Blog Image
March 15, 2024
Trish Arab

Women's History Month Focus on Women's Sports (2 minute read)

Blog Profile Image

Every March, we celebrate the accomplishments of women throughout history. However, over the past few years, women in sports have taken the month to make history for themselves. Last year, the month saw the height of the National Women's Soccer League fighting for pay equity - a feat they would achieve a month later, forever changing the landscape in regards to equal pay for female professional athletes on the soccer pitch and across other sports.

This year, we started off Women's History Month with college basketball superstar Catlin Clark breaking the NCAA's all-time leading scorer record in men's and women's college basketball. The Iowa Hawkeyes Senior started the game needing 18 points to break the record previously held by "Pistol" Pete Maravich, a Louisiana State University star who earned the nickname after scoring 3,667 points from 1967 to 1970. She only needed until the second quarter to get it done.

The Nike ad campaign released right after the game with Ms. Clark's image says it best "It takes a once-in-a-generation player to break a record that's stood for generations." 

This year really is shaping up to be a huge one for women in sport. The new Professional Women's Hockey League kicked off its inaugural season in January. At the upcoming Olympics Games, there will be an equal number of male and female athletes, a first in the history of the Games.

Deloitte forecasts that in 2024, for the first time, women's elite sports will generate a revenue that surpasses $1 billion — a 300% increase on the industry's evaluation in 2021.

It's hard to say why there is this sudden surge in popularity of women's sports. Some say it is thanks to stand outs like Catlin Clark, and tennis phenom Coco Gauff who are attracting new viewers to their sports, while coaches and sports executives say it is because of new investments and sponsorship opportunities.

That said, in 2023, only 22% of all top decision-making positions in the national EU federations of the ten most popular sports were held by women. There was not a single woman among the 100 best-paid athletes in the world.

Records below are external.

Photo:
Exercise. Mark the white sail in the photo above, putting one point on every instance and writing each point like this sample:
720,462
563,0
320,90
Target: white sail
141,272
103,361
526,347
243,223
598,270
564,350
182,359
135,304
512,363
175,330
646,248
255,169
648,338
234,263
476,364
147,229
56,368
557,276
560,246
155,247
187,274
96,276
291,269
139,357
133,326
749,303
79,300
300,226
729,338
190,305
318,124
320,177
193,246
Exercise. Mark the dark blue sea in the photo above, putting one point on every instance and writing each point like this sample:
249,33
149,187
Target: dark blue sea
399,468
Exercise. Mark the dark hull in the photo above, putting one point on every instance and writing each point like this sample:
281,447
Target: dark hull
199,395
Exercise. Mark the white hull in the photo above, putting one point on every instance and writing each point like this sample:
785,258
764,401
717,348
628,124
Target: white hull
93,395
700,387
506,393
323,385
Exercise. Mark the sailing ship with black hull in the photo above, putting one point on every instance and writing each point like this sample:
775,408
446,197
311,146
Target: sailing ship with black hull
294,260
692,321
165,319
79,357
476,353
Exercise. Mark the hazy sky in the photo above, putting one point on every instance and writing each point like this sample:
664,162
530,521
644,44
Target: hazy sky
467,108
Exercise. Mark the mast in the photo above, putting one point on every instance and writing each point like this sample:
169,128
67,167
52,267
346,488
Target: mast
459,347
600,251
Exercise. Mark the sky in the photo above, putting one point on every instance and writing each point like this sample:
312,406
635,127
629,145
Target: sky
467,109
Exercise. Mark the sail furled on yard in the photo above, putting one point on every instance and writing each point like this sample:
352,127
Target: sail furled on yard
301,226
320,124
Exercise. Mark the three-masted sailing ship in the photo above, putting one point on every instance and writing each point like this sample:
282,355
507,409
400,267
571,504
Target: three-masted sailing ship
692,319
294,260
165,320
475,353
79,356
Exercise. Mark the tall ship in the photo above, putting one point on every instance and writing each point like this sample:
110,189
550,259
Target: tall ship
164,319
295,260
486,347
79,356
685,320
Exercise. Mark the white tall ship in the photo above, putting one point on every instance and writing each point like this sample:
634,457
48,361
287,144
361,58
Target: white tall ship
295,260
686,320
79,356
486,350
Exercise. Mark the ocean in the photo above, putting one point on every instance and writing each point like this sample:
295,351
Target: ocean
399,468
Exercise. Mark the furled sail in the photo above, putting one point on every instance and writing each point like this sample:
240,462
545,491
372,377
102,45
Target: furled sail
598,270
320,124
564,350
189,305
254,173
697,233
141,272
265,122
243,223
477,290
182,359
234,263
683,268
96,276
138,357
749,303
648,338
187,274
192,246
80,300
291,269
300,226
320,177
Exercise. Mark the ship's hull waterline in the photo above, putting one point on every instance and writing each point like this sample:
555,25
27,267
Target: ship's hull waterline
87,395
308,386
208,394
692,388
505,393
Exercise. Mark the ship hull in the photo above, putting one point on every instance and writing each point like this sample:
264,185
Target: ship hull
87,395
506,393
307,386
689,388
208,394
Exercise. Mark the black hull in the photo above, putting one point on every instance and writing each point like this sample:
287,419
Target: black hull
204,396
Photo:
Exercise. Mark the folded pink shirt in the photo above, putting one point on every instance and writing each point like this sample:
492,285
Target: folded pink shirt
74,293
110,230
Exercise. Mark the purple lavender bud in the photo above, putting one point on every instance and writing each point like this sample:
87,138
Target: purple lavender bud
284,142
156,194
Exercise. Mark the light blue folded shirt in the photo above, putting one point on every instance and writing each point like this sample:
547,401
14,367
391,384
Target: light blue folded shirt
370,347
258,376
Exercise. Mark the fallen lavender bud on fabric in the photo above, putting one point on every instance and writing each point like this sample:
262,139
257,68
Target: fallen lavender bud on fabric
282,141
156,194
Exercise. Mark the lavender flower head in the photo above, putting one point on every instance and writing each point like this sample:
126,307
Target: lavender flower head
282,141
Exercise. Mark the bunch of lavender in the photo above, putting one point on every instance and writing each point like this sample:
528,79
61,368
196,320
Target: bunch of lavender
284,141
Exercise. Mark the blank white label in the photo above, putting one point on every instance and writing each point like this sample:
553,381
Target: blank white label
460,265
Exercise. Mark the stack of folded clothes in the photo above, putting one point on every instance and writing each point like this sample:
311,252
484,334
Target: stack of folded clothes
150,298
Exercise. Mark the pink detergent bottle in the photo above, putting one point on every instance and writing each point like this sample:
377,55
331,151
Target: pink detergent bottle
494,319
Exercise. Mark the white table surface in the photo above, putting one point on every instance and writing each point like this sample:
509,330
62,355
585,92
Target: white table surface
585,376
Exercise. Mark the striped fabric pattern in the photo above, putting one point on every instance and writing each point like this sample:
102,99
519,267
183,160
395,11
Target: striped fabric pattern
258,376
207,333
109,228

To mark International Women's Day in 2024, Parliament's women's rights committee, in collaboration with the national parliaments of EU countries, held a meeting on the participation and visibility of women in sports. This committee looked for the most part at the Paris Olympics, but a greater discussion was had on how to elevate the visibility of women in sports even higher.   

If we look at some of the records that have already been broken around women in sports, however, one would say we are already there. 

Last year, a Nebraska women's volleyball game broke the record for attendance in North America with 92,000 people.

In the UK, women's football is on the rise, and it is already starting to give the men's game a run for its money when it comes to fans and endorsements, something that isn't new in the UK. In fact, in the early 20th century, women's football was more popular than men's games, and each game would bring in thousands of dollars for charity. The Football Association did not like this attention, which also gave attention to social issues, labour issues, union support and cut access and funding to the women's game in the early 1930s. It is only now, close to 100 years later, that the women have started to gain back the support they lost.

It's hard to predict just how popular women's sports can become, but I'd say we are well on the right track for parity in popularity and then some.